When Schmidt entered foster care in 2005, 26.4 percent of Texas foster children were taking psychotropics for extended periods. Another 37.9 percent had been prescribed a psychotropic for at least one day.
Those figures prompted Assistant Commissioner of Child Protective Services Audrey Deckinga to call for a statewide review of prescription practices.
"The challenge, really for us, was that we were social workers, and social workers and doctors don't often speak the same language," Deckinga said.
1 in 5 Texas foster children on psychotropics
The department hired a medical director, conducted focus groups and initiated case-by-case reviews. Two years later, it published a best practices guide for psychiatrists who saw foster children. It was the first of its kind among state foster care systems.
"We were blazing new territory here," Deckinga said.
The effort led to a 1.7 percent decrease in the number of kids on psychotropics from 2005 to 2007.
Ashley Schmidt was not among them. She aged out in 2007 still with nine psychotropics. The state's reforms hadn't acted quickly enough to impact Schmidt.

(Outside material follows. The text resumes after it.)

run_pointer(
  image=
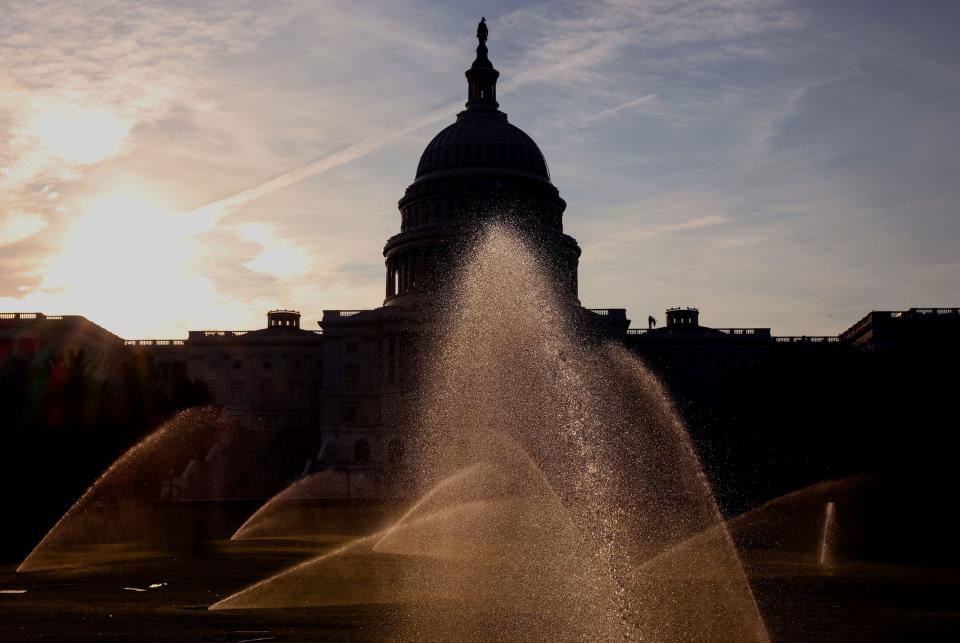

"If we had that system in place, we would have caught that and we would have reviewed that case," Deckinga said.
The state's had greater success every year. In 2009, 19.7 percent of foster kids were on psychotropics for extended periods, and 30.1 percent had been prescribed a psychotropic for at least one day.
For Schmidt, however, that's still too many.
"I don't think it’s perfect yet, and it never will be. It angers me we go through what we go through, and it's not our choice," she said.
After turning 18, a psychiatrist of Schmidt's own choosing knocked down her prescription to three psychotropics. Schmidt said it's allowed her to enjoy the little things she would have been too medicated to do in foster care.